06 Mar 2009 sweet affirmation
 |  Category: Inspirational, Miscellaneous

In Helaman 10, Mormon records the Lord’s dealings with the Prophet Nephi and the people in general.  Mormon records Nephi’s righteousness and how he has sought the Lord’s will and to keep His commandments at all times, irrespective of what personal danger or discomfort it may impose.  And, because of this [Nephi’s unwearyingness], the Lord gives Nephi tremendous spiritual blessings, including the sealing power.  This particular entry from Mormon has always caught my attention in past readings because of Nephi’s faithfulness and the evidence of why he was given the sealing power.  The Lord makes very clear why Nephi was so richly blessed – and, by extension, how each of us can be equally blessed when we’re equally obedient, faithful, and committed.

Something else caught my eye this time, though, in a way I’d not considered previously.  Specifically, the last part of verse 5: “… behold, I will bless thee forever; and I will make thee mighty in word and in deed, in faith and in works; yea, even that all things shall be done unto thee according to thy word, for thou shalt not ask that which is contrary to my will” (emphasis added).

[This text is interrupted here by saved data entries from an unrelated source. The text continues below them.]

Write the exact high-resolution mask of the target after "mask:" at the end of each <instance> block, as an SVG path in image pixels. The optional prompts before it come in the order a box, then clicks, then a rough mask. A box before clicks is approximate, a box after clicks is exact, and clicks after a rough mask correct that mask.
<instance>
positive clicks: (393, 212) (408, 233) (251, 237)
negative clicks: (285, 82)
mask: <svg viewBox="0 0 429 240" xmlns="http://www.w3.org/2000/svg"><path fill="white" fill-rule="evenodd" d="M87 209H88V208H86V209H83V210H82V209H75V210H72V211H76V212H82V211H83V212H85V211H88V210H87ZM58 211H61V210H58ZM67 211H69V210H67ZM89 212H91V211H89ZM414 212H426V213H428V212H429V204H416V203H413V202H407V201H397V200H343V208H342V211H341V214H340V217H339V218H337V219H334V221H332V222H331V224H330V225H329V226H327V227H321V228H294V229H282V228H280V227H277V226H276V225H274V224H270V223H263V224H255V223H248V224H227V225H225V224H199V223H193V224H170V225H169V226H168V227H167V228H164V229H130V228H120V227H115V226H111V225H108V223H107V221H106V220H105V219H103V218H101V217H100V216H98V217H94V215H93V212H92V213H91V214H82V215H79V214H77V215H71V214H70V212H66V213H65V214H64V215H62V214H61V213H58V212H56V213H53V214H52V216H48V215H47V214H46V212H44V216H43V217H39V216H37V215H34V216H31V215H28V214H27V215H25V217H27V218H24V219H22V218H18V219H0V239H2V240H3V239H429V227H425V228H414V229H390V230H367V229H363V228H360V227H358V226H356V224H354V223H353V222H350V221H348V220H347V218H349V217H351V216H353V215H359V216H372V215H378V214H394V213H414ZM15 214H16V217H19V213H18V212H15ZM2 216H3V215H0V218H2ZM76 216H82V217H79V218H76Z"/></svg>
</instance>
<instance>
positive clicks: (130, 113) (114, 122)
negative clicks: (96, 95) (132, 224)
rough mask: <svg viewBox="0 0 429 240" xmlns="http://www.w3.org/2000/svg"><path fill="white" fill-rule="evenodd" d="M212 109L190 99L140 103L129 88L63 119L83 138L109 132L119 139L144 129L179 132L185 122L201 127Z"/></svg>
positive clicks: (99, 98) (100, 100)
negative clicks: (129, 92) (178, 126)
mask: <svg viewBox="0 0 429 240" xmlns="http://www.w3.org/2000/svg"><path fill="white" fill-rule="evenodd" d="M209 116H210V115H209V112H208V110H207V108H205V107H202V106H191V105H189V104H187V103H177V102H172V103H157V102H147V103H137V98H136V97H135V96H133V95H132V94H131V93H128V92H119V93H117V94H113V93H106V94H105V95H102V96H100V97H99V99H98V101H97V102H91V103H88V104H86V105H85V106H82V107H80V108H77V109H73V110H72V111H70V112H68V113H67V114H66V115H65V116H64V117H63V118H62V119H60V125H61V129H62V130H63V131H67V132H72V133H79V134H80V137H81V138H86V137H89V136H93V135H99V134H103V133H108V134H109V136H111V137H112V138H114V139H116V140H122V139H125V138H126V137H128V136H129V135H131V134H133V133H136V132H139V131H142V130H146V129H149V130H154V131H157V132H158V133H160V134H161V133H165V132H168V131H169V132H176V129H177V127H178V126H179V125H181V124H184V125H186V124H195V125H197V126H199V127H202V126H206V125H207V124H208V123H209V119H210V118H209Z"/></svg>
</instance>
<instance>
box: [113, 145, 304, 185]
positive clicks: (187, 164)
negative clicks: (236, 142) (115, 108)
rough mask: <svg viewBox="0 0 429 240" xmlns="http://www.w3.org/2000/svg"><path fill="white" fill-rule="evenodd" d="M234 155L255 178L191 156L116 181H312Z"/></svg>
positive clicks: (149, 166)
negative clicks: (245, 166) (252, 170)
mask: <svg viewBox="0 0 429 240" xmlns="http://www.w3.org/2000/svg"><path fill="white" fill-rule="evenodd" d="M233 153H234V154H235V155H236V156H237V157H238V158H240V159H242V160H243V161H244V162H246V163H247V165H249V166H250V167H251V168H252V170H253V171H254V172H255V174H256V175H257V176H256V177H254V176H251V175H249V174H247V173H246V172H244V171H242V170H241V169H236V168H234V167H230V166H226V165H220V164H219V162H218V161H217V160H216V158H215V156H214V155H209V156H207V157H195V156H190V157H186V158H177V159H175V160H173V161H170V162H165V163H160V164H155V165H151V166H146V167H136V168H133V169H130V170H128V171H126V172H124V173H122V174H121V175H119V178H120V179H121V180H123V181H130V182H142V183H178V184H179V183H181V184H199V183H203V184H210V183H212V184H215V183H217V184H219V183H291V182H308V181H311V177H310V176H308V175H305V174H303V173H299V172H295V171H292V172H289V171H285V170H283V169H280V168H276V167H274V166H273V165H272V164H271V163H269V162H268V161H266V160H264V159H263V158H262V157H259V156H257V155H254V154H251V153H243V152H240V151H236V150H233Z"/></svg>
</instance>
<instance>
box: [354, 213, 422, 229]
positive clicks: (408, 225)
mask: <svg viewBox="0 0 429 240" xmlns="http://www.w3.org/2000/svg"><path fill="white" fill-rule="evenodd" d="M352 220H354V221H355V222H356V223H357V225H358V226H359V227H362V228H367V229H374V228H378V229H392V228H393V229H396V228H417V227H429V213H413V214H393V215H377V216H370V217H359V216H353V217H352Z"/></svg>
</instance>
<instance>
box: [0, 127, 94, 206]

I’ve always read that as a sweet affirmation of the Lord, that Nephi had proven himself sufficiently, through prior trials, that he would do whatsoever the Lord commanded him (which is, afterall, the express purpose for which we’ve come to mortality – D&C 84:44).  I still think that’s an appropriate and a correct reading of the verse.  After all, in many other revelations the Lord has declared similarly, that each individual must prove worthy (not because we are capable alone, without the grace of Christ- but rather, that we’re willing to persevere with faith in Christ despite our weaknesses) and that, once we’ve done so, we qualify for blessings beyond comprehension (i.e. calling and election, visions of eternities, second Comforter, et cetera).

This time I understood it to be a dual-purpose statement: (1) an affirmation of prior performance, and (2) a commandment.  The Lord did both simultaneosuly – isn’t He clever?  He commanded Nephi that he should “not ask that which is contrary to [God’s] will” and concurrently bolstered Nephi’s faith that He was supremely, yea divinely confident that His power, especially the sealing power, would not be abused.

It’s a wise and loving (and clever!) parent that can command a child not to do something and at the same time provide confidence, assurance, and encouragement to that same child that (s)he is trusted with immeasurable power.